I think that the European VC scene is a notably better place and that  THNGS ARE GETTING BETTER ALL THE TIME. 

  • The ecosystem for entrepreneurs is getting better: from uni spin-out hubs & clubs to booze fuelled dinner table debates.
  • The quality and segmentation of investors is getting better; from international success-stories like Index to small, ultra focussed funds like Eden Ventures. 
  • The DIALOGUE is getting better; I doff my cap to initiatives like open coffee club which fosters mutual understanding. I believe VC –entrepreneur relationships are far less adversarial and far more informed than they were 8 years ago. (Fred has a nice angle on this too)

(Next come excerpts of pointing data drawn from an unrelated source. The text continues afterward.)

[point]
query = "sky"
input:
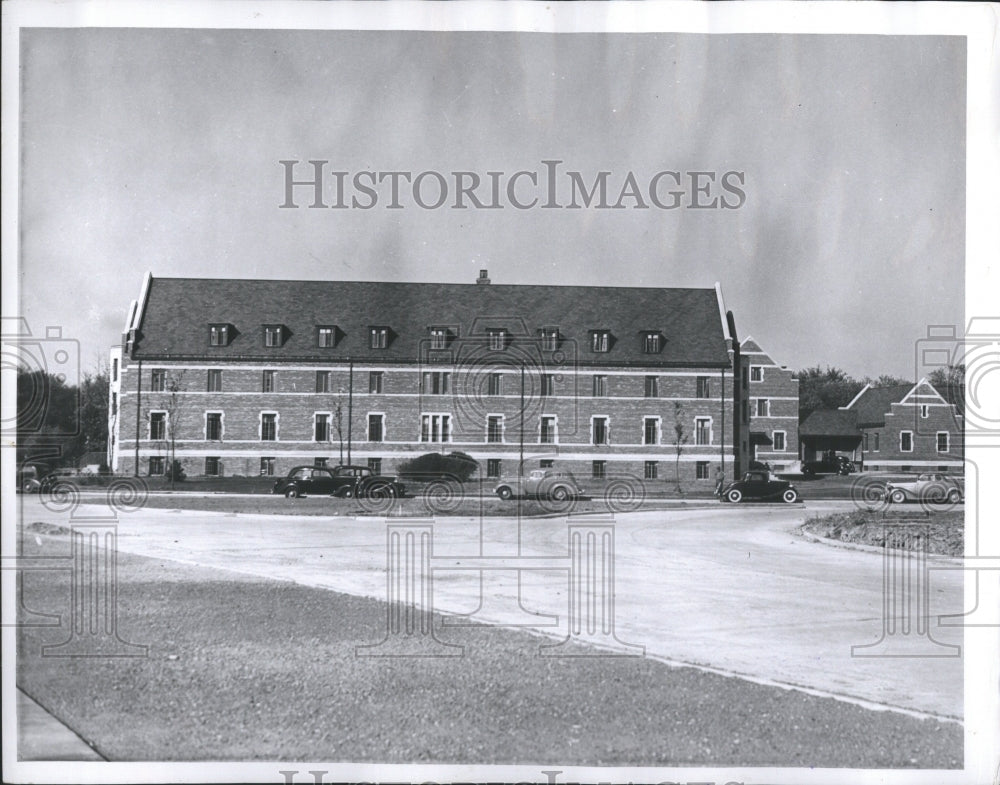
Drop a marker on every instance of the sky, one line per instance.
(159, 150)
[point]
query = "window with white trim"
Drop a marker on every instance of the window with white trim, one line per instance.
(599, 430)
(435, 428)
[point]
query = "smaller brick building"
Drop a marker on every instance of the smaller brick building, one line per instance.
(899, 428)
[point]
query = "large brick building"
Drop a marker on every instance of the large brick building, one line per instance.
(248, 377)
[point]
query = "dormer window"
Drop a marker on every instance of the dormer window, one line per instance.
(550, 339)
(600, 340)
(439, 337)
(652, 342)
(220, 334)
(274, 335)
(326, 336)
(498, 338)
(378, 337)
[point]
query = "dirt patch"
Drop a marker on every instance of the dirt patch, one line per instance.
(945, 530)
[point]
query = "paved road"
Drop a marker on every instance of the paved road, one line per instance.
(730, 588)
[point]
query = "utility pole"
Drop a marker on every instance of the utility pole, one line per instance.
(350, 407)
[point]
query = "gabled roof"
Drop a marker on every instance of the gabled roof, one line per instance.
(830, 422)
(872, 403)
(177, 312)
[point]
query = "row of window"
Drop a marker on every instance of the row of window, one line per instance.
(431, 383)
(870, 441)
(437, 428)
(382, 336)
(494, 466)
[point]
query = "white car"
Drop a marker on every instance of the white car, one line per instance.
(928, 487)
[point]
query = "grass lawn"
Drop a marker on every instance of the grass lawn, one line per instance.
(247, 668)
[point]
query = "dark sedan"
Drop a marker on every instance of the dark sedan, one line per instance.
(760, 486)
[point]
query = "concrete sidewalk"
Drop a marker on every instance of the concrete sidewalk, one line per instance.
(41, 737)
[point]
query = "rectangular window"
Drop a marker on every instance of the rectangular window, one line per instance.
(547, 430)
(439, 338)
(495, 384)
(943, 441)
(497, 338)
(703, 430)
(218, 334)
(600, 341)
(321, 428)
(272, 335)
(376, 427)
(436, 382)
(378, 337)
(599, 430)
(213, 426)
(435, 428)
(651, 430)
(158, 426)
(268, 427)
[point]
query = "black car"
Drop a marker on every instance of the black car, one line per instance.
(760, 486)
(343, 481)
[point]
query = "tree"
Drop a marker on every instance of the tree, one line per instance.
(825, 389)
(681, 438)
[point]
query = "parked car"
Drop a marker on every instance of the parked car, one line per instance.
(928, 487)
(343, 481)
(830, 464)
(760, 486)
(548, 484)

It is this last point that raises the question: what is the point of advisors? Let me explain. In the bay area there are no corporate finance houses running Series A B or C rounds.  This is done in-house, by an NED or maybe by the lawyer. European VCs ask me: why do European entrepreneurs need people like First Capital?  I will turn to that in the next post.

April 12, 2007

European Ventue Capital valuations: Value or growth investing?

Venture Capital valuations are a thorny issue.

In an earlier post I pointed out an investor’s comment about European entrepreneurs being relatively unsophisticated when it came to getting a good valuation.

Once again I was interested to hear another recent outburst from a large well respected Euroepean early stage VC. His word were “we‘ve made 9 pre revenue investments over the last 24 months. They are high quality companies and we’ve had no competition on any of those deals.  Early stage VC is still cheap.”

I thought that VC was all about growth.  Have I missed the point? 

Maybe the thing that makes venture capital an attractive asset class is that it operates in the greyest part of the market.  Not grey because it is underhand or corrupt.  But grey because it is inefficient: because entry valuations CAN be cheap. Because it is easier to follow a path of value investing rather than growth investing.

Well maybe for some investors.  But did Index Ventures get into Skype cheap?  No. Did SEP get into CSR on the cheap? No.

Did Accel, Benchmark or Atlas get into Icera on the cheap?  No. Amadeus?  Certainly not.

Of course it would be stupid for any investor to pay too much.  If Index only had got 1% of Skype then it would have made no dent whatsoever in their IRR.  But bragging how cheaply you can into deals?  Not sure it helps any of us.

NB. Just after I wrote this I went for drinks with a bunch of investors.  One partner at a tier one and half fund told me that he is delighted with competitive deals and efficient market: he is confident that his firm can differentiate themselves as sufficiently value add to not have to pay top whack. And I didn’t even prompt him!